A.M. Best Europe – Rating Services Limited has affirmed the financial strength rating of ‘A’ (Excellent) and issuer credit rating of “a” of UK-based Samsung Fire & Marine Insurance Company of Europe Limited (SFME), both with stable outlooks.

Best noted: “SFME’s risk-adjusted capitalization is expected to remain excellent and supportive of its growth plans. The company benefits from strong support from its parent, Samsung Fire & Marine Insurance Co., Ltd (SFM), which provided SFME’s initial capital of £10.6 million [$17.26 million] in 2011.

“SFME benefits from substantial reinsurance protection from SFM, predominantly on a facultative basis but also through participation on surplus share and per risk excess of loss treaties. Concern regarding the company’s high dependence on reinsurance is mitigated by the good credit quality of reinsurers used.”
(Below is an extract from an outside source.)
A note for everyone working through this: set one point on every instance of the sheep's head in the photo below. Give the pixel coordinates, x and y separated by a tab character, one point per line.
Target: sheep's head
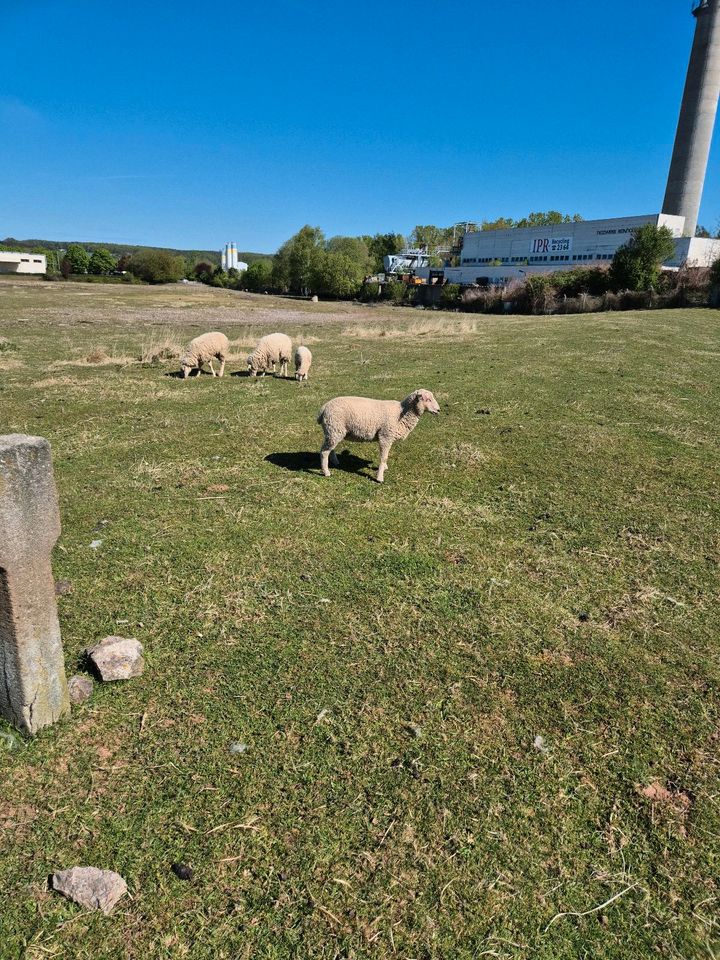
424	402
Best also pointed out that SFME commenced trading on 29 March 2011 and reported a small profit before tax of £5,000 [$8,140] for the final nine months of 2011. “A break-even underwriting result was achieved in spite of initial start-up expenses, while solid investment earnings offset foreign exchange losses. Lower start-up expenses are expected to support improved overall performance in 2012, despite weaker market conditions for SFME’s core business.

“In 2011, SFME operated as a captive insuring such risks as manufacturing plant and machinery and logistics on behalf of the larger Samsung group. Expansion is expected in 2012 through insuring other Korean companies within Europe as well as Samsung affiliates in Africa. As a subsidiary of SFM, and as part of the wider Samsung group, SFME benefits from an excellent business profile within its target market.”

Best said it believes SFME is “well positioned at its current rating level. Factors that could lead to positive rating actions include enhanced support from SFM. Factors that could lead to negative rating actions include a significant decline in risk-adjusted capitalization, weaker than expected operating performance or deterioration in the support provided by SFM.”